3. System and Methodology

3.1. Hardware Setup

The staple hardware devices in the vision system include a server with NVIDIA GTX1080Ti GPU and 3.6 GHz Intel i7-6850K CPU, router, micro UAV(DJI M100), and Percipio RGB-D camera (FM830-I) mounted on the UAV. In addition to being compact, lightweight, and easy to mount and unmount, the Percipio RGB-D camera simultaneously combines structured light and binocular vision to generate depth maps with an accuracy of up to 1 mm. Note that the RGB-D camera also acts as a depth sensor to measure the distance from the UAV to the target. According to the parameters given by Tuyang, the effective range of the Percipio FM830-I RGB-D camera is 0.5–6 m. Figure 2 shows the UAV and Percipio RGB-D camera used in our vision system.

3.2. System Overview

The overall framework of the proposed system is illustrated in Figure 1. The RGB-D camera equipped on the UAV takes the image every 0.5 s and then transmits the image to the server via WIFI. We applied the Mercury-MW150R router to transmit the signal from the UAV to the server, which theoretically has an effective communication range of 300 m indoors and 800 m outdoors. On the server, these images are used to detect, track, segment objects, and estimate 6D poses. The position, size, and 6D pose parameters of the target were transmitted back to the UAV to provide visual assistance for handling tasks. The following sections describe the detection, segmentation, and object 6D pose estimation algorithms.

3.3. Object Detection

The system was applied to UAVs, which have high real-time requirements. In addition, for safety reasons, in an actual scenario, the UAVs need to maintain a certain distance from the target, resulting in a limited region of interest obtained by the detector. To deal with these challenges, we proposed a strategy: cropping the image from 960 × 1280 to a small size during the object detection stage to improve the inference efficiency of the network.
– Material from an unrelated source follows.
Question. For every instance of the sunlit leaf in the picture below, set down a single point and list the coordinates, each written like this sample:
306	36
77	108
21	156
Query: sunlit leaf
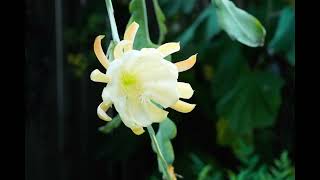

We selected the classic SSD algorithm as the object detector because of its high efficiency in detecting objects of different sizes and shapes and its robustness because of the multi-scale feature maps used for prediction. As an excellent single-stage object detection algorithm with high accuracy, compared with the previous two-stage method [47], SSD significantly improves the detection speed by canceling the bounding box proposals and consequent feature resampling. We split the original image of size 960 × 1280 into sub-images of size 300 × 300. The size of the sub-images is an empirical choice, considering the inference speed of each sub-image and the number of sub-images that need to be detected by SSD. Hereafter, multi-scale convolutional feature maps generated at different scales in SSD can predict the bounding boxes of objects in these sub-images with gratifying accuracy. Finally, the bounding boxes predicted by SSD were mapped to the original image, as shown in Figure 3.

3.4. Object Tracking

In the tracking phase, the UAV moves to the target according to the detection results. To maintain real-time detection while tracking, with full consideration of the correlation in sequence frames, we propose an innovative strategy in which the current detection region is centered on the detected area of the previous frame and expands it twice. Finally, the size of the cropped image was adjusted to 300 × 300 pixels as the input of the detector to output the current real-time detection results of each frame.

3.5. Semantic Segmentation

As a significant component of the proposed visual system, the semantic segmentation algorithm is a system comprising multiple networks. Figure 4 illustrates this framework. The segmentation system distinguishes detected objects from the background at the pixel level to facilitate subsequent pose estimation. The black plate with three round marks in addition to the object is a calibration plate used to generate the SIAT datasets and works in the same way in all figures in the following text.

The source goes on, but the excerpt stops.